Inasmuch as the plan inextricably intermingled the rights of employees
in both the INS Council unit and the Border Patrol unit with respect to
such matters as position selection procedures, areas of consideration,
and union representation on promotion panels and audits, the Authority
finds that bargaining over changes in the plan with the INS Council
would necessarily have led to changes in conditions of employment in the
Border Patrol unit, which the Respondent was required to maintain to the
maximum extent possible. Under these circumstances, the Authority
concludes that the Respondent was not obligated to negotiate with the
INS Council and shall order that the complaint be dismissed.
ORDER
IT IS ORDERED that the complaint in Case No. 3-CA-1648 be, and it
hereby is, dismissed.
Issued, Washington, D.C., September 28, 1984
Henry B. Frazier III, Acting
Chairman
Ronald W. Haughton, Member
FEDERAL LABOR RELATIONS AUTHORITY
--------------- FOOTNOTES$ ---------------
/1/ Respondent's motion to add two exhibits to the parties'
stipulation of facts is granted. The General Counsel did not oppose the
motion.
/2/ Section 7116(a)(1) and (5) states in pertinent part:
Sec. 7116. Unfair labor practices
(a) For the purpose of this chapter, it shall be an unfair
labor practice for an agency--
(1) to interfere with, restrain, or coerce any employee in the
exercise by the employee of any right under this chapter;
* * * *
(5) to refuse to consult or negotiate in good faith with a
labor organization as required by this chapter(.)
/3/ These recognitions were granted under Executive Order 10988 which
governed labor-management relations in the Executive branch of the
Federal service at the time. (Executive Order 10988 was replaced in
1969 by Executive Order 11491, which was succeeded by the Statute.)

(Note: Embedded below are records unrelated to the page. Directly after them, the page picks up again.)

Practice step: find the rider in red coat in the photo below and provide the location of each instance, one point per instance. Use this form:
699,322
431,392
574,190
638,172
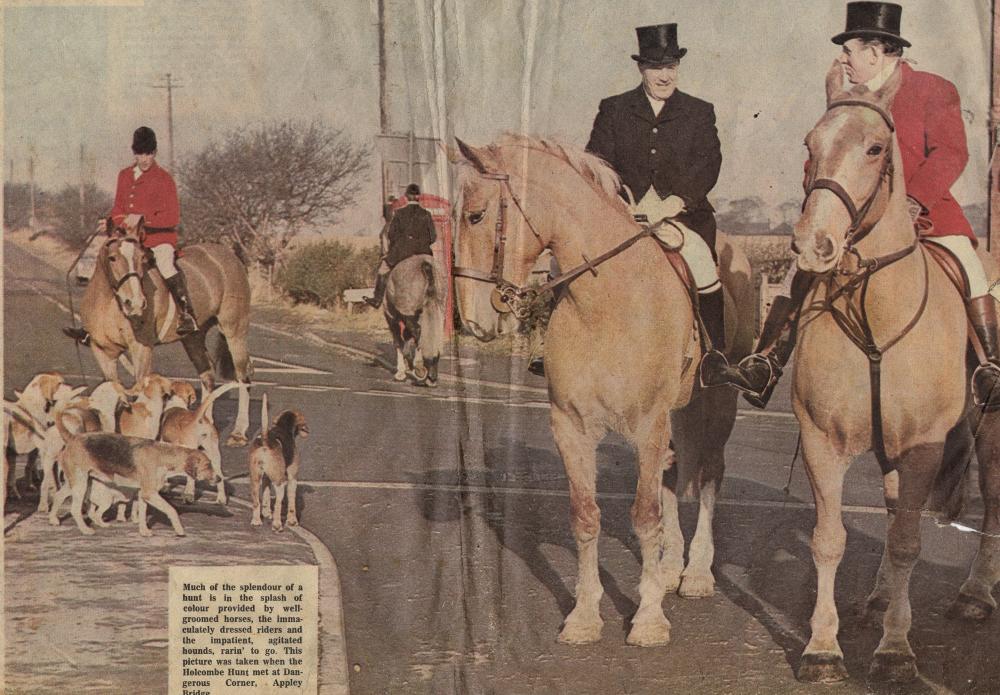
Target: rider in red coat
145,191
931,134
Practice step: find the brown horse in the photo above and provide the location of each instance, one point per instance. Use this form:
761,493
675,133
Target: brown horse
856,233
621,355
120,320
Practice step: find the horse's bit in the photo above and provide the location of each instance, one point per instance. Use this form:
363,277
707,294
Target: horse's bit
853,321
508,297
116,284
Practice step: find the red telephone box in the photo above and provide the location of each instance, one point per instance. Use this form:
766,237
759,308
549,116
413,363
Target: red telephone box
440,210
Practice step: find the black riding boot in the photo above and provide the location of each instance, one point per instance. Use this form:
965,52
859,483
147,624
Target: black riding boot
714,365
186,323
78,334
757,374
380,283
986,379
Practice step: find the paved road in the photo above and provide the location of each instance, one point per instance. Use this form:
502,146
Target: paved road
447,514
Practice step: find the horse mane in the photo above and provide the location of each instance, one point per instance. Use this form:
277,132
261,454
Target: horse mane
591,168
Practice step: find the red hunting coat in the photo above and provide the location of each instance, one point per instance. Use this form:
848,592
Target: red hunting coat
928,115
154,196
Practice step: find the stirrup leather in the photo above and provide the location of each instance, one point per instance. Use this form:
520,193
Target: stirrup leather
989,402
713,359
774,373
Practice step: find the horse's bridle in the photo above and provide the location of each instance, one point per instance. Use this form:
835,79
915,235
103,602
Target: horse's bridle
857,214
505,293
116,283
508,296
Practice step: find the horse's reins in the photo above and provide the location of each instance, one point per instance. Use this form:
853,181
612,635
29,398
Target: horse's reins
516,297
853,321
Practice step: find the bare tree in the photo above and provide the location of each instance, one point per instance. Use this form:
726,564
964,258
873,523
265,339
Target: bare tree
256,189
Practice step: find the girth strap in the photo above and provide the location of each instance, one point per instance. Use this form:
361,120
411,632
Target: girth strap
853,321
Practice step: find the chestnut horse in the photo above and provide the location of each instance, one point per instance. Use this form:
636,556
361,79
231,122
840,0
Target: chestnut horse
120,320
621,355
909,323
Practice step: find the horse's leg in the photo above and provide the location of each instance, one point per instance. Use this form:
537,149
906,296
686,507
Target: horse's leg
823,660
975,599
579,454
197,352
237,342
717,411
878,600
397,340
650,626
107,362
894,659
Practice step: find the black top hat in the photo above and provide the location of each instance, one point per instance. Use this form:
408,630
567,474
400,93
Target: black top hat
143,140
879,19
658,44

Section 7135(a)(1) of the Statute authorizes the renewal or continuation
of such units which came into existence prior to the effective date of
the Statute.
Section 7135(a)(1) of the Statute provides:
Sec. 7135. Continuation of existing laws, recognitions, and
procedures
(a) Nothing contained in this chapter shall preclude--
(1) the renewal or continuation of an exclusive recognition,
certification of an exclusive representative, or a lawful
agreement between an agency and an exclusive representative of its
employees, which is entered into before the effective date of this
chapter(.)
/4/ In United States Department of Justice, United States Immigration
and Naturalization Service, 9 FLRA 253 (1982), petition dismissed sub
nom. Int'l. Bhd. of Police Officers v. FLRA, 727 F.2d 481 (5th Cir.
1984), the Authority set aside the results of an election held between
the Border Patrol Council and a rival petitioning labor organization and
ordered that a second election be held. To date, the second election
has not been held and the question concerning representation has not yet
been resolved.
/5/ See Department of the Air Force, Scott Air Force Base, Illinois,
5 FLRA 9 (1981).
/6/ See, e.g., National Federation of Federal Employees Local 1332
and Headquarters, U.S. Army Materiel Development and Readiness Command,
Alexandria, Virginia, 6 FLRA 361 (1981) (Union Proposals I, II, IV and
V); American Federation of Government Employees, AFL-CIO, Local 909 and
Department of the Army, Headquarters, Military Traffic Management
Command, Washington, D.C., 6 FLRA 502 (1981); and National Treasury
Employees Union and Internal Revenue Service, 7 FLRA 275 (1981) (Union
Proposals 2-4), for cases where various proposals involving merit
promotion have been found to be negotiable.